第1013話・勝ち方、負け方

Side:長野稙藤


 とうとう攻めてきたか。なんとか攻め手を撃退したことで士気が大いに上がった。『これで北畠も撤退するのではないか?』『この城は早々に落ちぬ』と雑兵まで皆が喜んでおったと聞くが、そう甘いものではない。


「こちらの伏兵が見つかっておったというのか?」


「はっ、恐らくは……」


 山道を任せておった家臣から懸念すべき報告があった。


 致し方ないことだ。兵の数も多くない。城の守りと山道の伏兵をおけば余裕などない。城に通じる抜け道は、獣道を含めると他にもないわけではないのだ。さらに山の中に入られ道なき道を歩かれるととても手が回らぬ。


 物見がそれなりに山に入ったとみるべきじゃの。


「北畠らしくないのう。やはり織田に知恵でも借りておるか?」


 北畠とて強い。されど着陣して以降、相撲らしき騒ぎでこちらを挑発しておったことといい、今までの北畠の戦とまったく違う。

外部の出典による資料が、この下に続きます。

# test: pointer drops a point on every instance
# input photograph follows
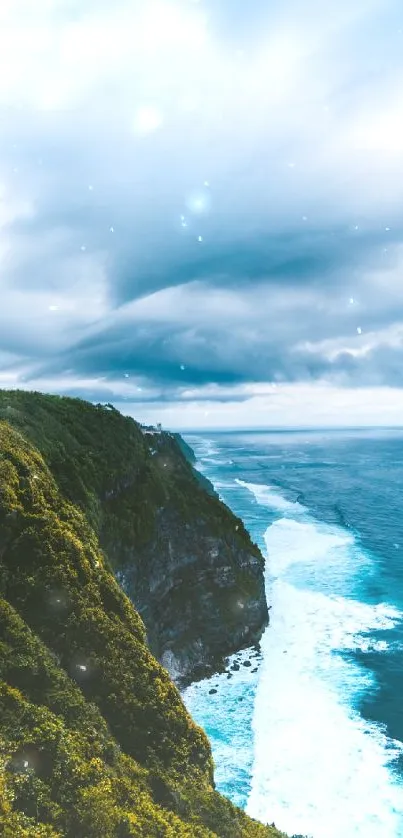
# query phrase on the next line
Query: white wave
(319, 768)
(268, 496)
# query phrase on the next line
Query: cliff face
(94, 737)
(182, 557)
(198, 579)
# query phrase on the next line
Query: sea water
(310, 735)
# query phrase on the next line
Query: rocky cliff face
(94, 738)
(197, 580)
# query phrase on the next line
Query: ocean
(310, 736)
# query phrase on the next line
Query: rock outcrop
(94, 737)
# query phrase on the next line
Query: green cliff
(95, 741)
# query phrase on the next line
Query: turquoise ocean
(310, 736)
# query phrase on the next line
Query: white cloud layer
(204, 185)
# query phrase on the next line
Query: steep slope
(183, 558)
(95, 740)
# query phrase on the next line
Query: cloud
(192, 193)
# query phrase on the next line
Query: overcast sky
(201, 208)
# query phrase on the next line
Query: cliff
(95, 740)
(182, 557)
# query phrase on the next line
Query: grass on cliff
(95, 740)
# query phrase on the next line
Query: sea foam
(295, 750)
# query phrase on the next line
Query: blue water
(310, 736)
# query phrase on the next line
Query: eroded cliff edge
(94, 737)
(186, 562)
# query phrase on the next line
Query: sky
(201, 208)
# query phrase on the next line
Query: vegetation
(95, 740)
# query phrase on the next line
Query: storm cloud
(200, 205)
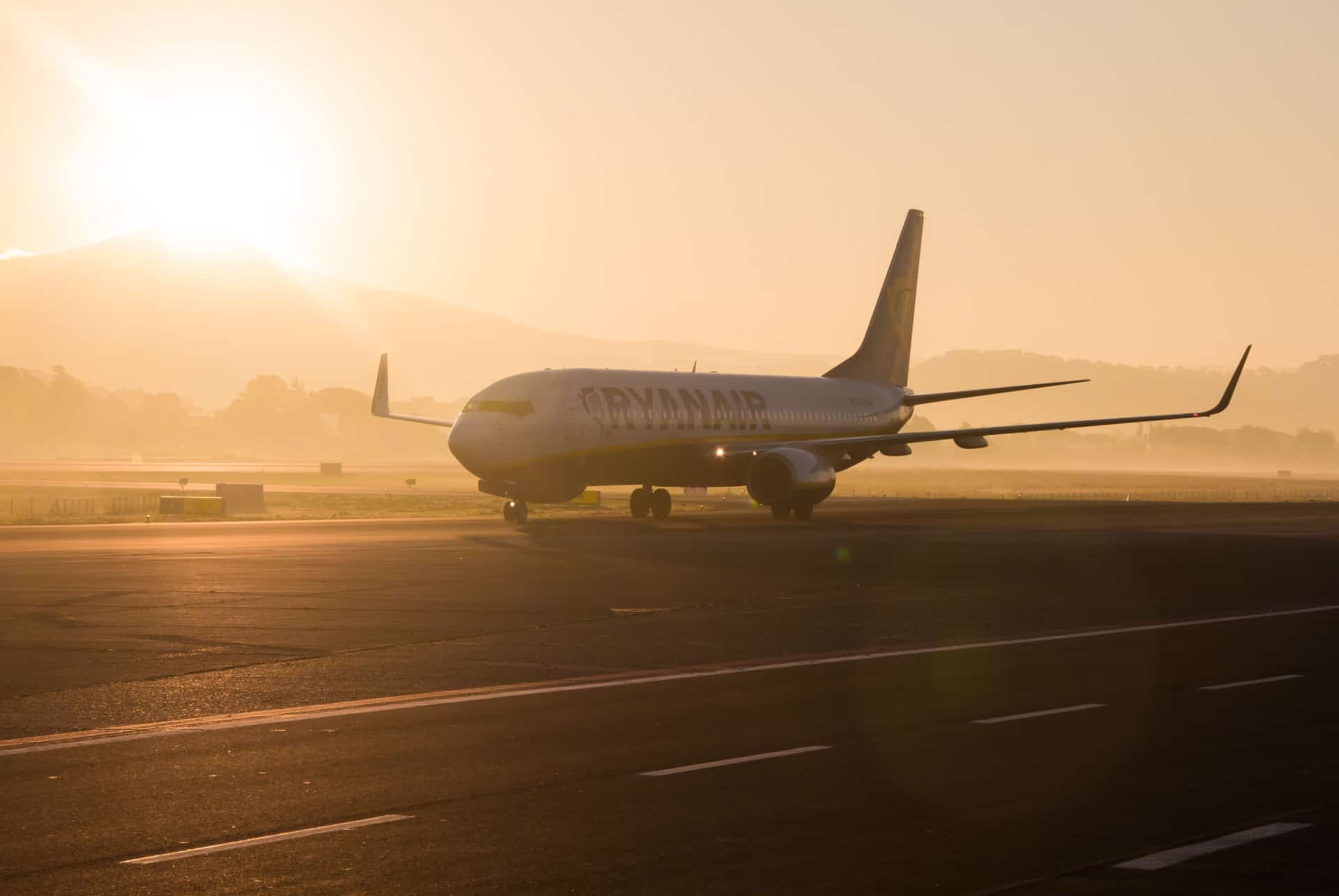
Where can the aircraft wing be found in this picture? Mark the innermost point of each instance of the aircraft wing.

 それと気になるのは領内の城からの繋ぎが途絶えておることだ。特に北方にある城からの繋ぎがない。無理をせずともよいと命じてはおるが、あちらは織田が落としたか押さえた城だ。


「兵糧は如何程ある?」


「はっ、まだひと月は持つと思われまする」


 ひと月か。無理じゃの。そこまで待ってくれまい。織田の力を借りて一夜も待たずに落とされなかったことを僥倖ぎょうこうと思うべきじゃの。


「兵糧は十日分もあればよい。皆に腹いっぱい飯を食わせろ」


「殿、それでは……」


 家臣らはわしの命に戸惑いの表情を見せる者が多いか。


「皆に言い渡しておく。此度の戦、負けじゃ。わしは北畠に降る」


「なんと弱気な! この城はそう容易く落ちませぬ!」


「そうだ。我らが一命に代えても死守してご覧にいれましょう!」


 戯言ではないのか。そう思ったのだろう。僅かな間、静まり返っておったが、わしが本気だと知ると武辺者らが驚き声を上げた。


「守れるかもしれぬ。されどそれは此度限り。織田が万の兵を寄越せば終わる。北勢四十八家も粗方あらかたは領地を失い、関も織田に攻められたと聞く。頃合いなのであろう。いずこかに臣従せねば先はない」


 皆もわかっておるはずだ。織田が本気になれば勝てぬことくらい。関とて無能ではない。それが一日か二日ですべて失ったのだからな。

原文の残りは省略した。